Write your feelings down.


This has been amazing for me, often when I’m struggling to work out how I’m feeling, I will just start to write. Often this will be lists or spider diagrams to break down how I’m feeling. Often, I will experience multiple feelings at the same time. I used to identify all these feelings as the primary feeling. One such example of this is often I will feel anger, however, if I take the time to break it down, I will find, pain, hurt, and guilt amongst other feelings. Writing helps me explore this.

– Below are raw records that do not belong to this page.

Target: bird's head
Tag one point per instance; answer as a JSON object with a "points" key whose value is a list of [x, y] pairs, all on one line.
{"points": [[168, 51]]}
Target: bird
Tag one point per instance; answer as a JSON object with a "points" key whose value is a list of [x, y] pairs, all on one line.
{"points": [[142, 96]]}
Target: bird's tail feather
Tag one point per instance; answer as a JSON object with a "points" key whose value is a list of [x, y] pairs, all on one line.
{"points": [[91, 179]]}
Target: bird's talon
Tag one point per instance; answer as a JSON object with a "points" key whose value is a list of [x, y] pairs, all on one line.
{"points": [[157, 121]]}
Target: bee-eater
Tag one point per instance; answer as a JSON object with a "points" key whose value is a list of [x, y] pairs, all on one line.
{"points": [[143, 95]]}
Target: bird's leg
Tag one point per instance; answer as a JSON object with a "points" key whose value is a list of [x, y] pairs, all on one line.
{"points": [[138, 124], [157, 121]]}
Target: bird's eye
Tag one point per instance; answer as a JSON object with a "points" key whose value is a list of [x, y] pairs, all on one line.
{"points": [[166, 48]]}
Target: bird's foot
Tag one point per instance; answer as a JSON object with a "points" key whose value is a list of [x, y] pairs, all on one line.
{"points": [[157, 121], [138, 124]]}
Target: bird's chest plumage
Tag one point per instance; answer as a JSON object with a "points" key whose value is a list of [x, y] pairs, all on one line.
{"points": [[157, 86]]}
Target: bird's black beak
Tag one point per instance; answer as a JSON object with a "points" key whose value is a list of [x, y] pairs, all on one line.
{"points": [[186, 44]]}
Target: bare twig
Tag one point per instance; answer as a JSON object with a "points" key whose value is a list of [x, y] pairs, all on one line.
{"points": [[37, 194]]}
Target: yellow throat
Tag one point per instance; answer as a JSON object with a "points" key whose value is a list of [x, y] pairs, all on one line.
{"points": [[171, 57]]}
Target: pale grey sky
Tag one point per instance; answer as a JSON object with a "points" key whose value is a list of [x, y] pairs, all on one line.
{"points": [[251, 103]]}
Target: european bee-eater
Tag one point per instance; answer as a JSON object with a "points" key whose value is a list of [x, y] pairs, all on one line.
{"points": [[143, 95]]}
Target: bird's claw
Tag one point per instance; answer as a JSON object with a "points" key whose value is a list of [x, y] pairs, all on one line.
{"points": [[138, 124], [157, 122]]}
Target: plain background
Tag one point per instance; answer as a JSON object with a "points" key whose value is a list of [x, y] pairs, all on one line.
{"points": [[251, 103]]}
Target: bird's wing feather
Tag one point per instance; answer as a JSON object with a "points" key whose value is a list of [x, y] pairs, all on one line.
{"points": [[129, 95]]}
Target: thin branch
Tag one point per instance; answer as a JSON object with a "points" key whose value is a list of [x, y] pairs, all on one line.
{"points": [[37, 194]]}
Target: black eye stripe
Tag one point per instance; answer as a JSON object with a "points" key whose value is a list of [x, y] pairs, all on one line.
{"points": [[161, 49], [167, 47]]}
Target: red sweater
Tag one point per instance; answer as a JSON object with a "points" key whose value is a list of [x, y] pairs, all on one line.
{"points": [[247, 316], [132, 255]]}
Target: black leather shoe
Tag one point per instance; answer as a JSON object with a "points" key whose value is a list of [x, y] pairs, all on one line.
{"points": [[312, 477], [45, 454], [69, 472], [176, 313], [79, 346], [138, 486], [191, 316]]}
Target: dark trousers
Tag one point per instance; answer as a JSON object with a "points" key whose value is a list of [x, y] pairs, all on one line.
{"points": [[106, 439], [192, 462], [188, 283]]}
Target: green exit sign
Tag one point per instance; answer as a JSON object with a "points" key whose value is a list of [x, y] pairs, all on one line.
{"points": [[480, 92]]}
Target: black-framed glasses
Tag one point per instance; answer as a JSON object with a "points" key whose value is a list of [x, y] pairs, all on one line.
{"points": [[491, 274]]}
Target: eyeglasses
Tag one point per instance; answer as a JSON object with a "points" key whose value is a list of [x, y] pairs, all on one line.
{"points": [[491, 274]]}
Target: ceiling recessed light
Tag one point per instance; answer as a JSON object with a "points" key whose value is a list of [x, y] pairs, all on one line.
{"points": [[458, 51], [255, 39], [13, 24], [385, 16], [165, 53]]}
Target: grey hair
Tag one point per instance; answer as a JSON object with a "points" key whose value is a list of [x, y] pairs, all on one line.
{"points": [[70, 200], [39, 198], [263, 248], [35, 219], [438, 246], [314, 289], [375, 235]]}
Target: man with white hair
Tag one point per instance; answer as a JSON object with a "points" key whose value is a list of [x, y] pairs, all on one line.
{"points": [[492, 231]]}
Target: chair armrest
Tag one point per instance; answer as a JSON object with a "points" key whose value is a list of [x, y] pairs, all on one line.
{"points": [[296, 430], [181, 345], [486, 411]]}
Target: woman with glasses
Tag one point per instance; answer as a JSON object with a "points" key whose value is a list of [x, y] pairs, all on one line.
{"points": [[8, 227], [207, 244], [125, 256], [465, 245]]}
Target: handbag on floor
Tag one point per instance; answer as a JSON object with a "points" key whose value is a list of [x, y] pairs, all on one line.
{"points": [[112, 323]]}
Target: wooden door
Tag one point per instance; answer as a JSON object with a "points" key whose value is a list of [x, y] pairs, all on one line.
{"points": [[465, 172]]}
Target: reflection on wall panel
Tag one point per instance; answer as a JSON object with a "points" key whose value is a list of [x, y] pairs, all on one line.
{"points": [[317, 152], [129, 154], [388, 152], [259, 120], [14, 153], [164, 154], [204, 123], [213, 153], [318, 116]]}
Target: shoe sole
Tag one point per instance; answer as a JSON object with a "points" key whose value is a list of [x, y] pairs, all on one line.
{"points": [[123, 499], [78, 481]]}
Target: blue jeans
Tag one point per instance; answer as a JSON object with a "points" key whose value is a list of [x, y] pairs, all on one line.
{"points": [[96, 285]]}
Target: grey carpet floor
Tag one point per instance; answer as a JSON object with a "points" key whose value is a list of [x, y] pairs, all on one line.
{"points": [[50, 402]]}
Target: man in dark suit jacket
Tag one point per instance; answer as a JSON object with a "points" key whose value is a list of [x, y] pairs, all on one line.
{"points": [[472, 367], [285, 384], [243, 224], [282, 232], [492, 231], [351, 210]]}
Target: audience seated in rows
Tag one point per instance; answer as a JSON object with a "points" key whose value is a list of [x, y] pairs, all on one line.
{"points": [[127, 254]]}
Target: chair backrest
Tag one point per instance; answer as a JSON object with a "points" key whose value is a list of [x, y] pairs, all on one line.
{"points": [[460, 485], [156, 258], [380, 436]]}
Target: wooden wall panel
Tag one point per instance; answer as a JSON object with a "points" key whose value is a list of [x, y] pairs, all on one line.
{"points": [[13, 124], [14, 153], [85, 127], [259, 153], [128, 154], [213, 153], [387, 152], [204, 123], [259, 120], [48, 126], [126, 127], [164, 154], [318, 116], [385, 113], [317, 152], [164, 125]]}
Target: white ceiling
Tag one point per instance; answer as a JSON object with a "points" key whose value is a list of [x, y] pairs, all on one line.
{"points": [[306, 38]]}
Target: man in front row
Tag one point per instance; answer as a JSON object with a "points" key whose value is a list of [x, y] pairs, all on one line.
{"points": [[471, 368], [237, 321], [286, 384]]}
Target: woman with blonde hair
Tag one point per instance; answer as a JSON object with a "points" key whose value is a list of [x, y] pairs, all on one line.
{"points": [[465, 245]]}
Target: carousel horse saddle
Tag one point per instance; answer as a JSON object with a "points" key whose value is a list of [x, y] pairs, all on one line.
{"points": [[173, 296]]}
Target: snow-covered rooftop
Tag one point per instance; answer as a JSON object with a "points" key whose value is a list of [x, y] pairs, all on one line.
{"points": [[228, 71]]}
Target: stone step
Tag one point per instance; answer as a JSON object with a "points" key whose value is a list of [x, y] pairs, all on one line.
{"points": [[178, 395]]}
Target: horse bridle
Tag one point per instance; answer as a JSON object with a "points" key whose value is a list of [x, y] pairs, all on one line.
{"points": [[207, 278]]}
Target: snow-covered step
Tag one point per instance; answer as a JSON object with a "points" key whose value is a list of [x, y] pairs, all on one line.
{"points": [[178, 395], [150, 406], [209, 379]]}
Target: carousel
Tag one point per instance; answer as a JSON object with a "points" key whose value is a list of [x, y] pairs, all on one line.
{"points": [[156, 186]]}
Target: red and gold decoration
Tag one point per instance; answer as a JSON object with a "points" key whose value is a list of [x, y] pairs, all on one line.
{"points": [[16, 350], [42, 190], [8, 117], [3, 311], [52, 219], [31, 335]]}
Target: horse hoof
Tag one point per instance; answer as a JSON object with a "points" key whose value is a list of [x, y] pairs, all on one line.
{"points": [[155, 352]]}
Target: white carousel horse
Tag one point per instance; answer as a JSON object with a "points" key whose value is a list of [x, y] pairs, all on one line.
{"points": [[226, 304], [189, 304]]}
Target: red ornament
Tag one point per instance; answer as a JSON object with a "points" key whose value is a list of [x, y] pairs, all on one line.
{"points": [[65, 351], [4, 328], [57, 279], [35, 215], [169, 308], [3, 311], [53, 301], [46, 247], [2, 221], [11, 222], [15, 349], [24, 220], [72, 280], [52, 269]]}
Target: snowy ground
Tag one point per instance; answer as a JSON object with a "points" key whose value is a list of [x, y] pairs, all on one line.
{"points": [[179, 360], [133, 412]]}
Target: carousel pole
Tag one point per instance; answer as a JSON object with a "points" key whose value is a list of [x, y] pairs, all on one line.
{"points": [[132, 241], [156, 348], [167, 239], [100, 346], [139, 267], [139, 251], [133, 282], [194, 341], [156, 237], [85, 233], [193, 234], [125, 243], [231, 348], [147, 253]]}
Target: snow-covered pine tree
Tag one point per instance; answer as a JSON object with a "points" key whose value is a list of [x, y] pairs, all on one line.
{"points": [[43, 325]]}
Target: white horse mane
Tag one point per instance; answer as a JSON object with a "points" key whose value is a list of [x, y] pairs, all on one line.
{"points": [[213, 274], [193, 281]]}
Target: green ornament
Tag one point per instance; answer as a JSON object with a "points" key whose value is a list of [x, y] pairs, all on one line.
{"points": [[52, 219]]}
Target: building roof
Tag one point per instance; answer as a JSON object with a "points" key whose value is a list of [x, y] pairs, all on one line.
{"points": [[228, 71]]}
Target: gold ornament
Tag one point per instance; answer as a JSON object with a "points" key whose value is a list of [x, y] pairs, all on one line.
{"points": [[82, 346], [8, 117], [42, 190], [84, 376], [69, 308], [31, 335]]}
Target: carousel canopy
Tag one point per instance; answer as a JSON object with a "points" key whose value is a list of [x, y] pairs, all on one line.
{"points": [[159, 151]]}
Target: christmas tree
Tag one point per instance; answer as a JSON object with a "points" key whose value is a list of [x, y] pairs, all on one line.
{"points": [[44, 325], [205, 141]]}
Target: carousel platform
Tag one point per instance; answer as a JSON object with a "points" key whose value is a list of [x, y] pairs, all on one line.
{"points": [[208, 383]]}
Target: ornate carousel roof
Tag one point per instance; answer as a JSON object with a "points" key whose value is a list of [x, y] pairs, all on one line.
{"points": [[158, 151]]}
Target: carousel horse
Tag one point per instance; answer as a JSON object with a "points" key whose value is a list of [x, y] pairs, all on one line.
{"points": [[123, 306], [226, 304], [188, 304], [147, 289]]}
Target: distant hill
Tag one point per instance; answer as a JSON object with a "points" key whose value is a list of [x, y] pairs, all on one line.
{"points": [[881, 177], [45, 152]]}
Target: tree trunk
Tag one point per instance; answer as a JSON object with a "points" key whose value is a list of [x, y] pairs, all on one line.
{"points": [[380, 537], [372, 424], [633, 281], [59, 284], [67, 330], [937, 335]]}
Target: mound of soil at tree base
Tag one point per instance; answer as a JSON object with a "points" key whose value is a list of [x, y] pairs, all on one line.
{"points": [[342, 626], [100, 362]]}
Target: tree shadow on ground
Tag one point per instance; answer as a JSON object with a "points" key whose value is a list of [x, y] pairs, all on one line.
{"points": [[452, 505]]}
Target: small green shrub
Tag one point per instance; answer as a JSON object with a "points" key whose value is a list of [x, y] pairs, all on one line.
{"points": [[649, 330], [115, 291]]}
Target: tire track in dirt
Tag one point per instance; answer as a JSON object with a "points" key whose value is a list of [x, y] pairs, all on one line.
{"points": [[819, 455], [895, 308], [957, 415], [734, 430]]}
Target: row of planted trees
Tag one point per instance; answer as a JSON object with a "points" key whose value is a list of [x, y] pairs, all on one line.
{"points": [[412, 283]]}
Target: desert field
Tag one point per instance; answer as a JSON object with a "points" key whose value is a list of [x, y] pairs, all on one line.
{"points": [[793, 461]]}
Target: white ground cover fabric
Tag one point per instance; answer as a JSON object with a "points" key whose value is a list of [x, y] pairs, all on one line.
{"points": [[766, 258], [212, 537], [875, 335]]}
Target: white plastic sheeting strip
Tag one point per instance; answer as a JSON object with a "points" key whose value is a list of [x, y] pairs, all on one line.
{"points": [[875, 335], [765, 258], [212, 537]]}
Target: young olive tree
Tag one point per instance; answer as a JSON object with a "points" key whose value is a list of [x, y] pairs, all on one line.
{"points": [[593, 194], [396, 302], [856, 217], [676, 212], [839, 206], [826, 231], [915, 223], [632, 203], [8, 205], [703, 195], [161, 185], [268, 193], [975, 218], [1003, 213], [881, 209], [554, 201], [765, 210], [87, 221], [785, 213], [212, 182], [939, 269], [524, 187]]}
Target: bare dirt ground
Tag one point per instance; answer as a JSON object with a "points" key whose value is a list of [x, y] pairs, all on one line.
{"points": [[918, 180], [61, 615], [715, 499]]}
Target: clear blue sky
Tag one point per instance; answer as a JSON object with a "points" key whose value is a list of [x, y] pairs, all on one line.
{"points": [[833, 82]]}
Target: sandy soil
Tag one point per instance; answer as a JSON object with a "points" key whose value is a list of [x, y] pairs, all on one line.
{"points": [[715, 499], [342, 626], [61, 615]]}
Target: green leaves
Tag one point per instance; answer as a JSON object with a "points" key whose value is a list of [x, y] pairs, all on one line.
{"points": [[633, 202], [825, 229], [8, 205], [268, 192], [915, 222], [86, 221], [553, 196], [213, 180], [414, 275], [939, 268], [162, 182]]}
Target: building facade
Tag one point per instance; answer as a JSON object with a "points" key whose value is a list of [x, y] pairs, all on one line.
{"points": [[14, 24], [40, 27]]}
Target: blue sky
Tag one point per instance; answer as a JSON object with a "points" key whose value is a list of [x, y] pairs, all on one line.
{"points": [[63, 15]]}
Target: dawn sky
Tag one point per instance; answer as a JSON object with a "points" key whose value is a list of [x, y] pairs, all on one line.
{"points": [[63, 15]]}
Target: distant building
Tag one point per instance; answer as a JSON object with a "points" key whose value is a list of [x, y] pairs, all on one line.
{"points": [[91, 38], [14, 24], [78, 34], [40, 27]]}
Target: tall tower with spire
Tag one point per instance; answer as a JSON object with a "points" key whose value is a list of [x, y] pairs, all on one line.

I like to keep some of my writings as I like to look back at them. However, if I’m writing about powerful emotions, sometimes I will burn them afterwards. This can help me leave the feelings behind.



Self-care.


Physical and mental well-being are closely linked. It never fails to amaze me how my mood can plummet just after eating a takeaway or how much life feels brighter after taking a short run. Life is for living so enjoy everything in moderation, however, if you are struggling with your mood don’t underestimate the difference a healthy meal and raising your heart rate can achieve.





Talk about your journey.


No two people’s stories are the same, however, I’m always amazed when I talk about my struggle to have children, how many people have gone through something similar and when they have not, how much empathy and compassion they offer me. Often just the act of talking about not being able to have children helps in itself.


Listen to others.


This might be about their journey which might be like yours, or something completely different. Listening helps both the talker and the listener, offering others compassion and kindness, which will be reciprocated in bucketloads.


Does it work?


Sometimes, I do get good and bad days, but most of the time, the above makes the bad days just that little bit more bearable. However, some days it just hurts and, on those days, I’ve no choice but to accept the pain for what it is, knowing that while it may never completely go away, it will get easier.




Where from here?


Well, the one thing I do know, is there will be 3 parts to this article, but this won’t be for a few months yet. We are currently looking at our options and if we try a second cycle of IVF. What the future brings nobody knows, so I will try my best just to enjoy the journey. I hope you do too.


Ben – It's That Sober Guy

Disclaimer – I’m not a trained addiction or mental health professional, information is based on my own life experiences and shared in good faith to help others.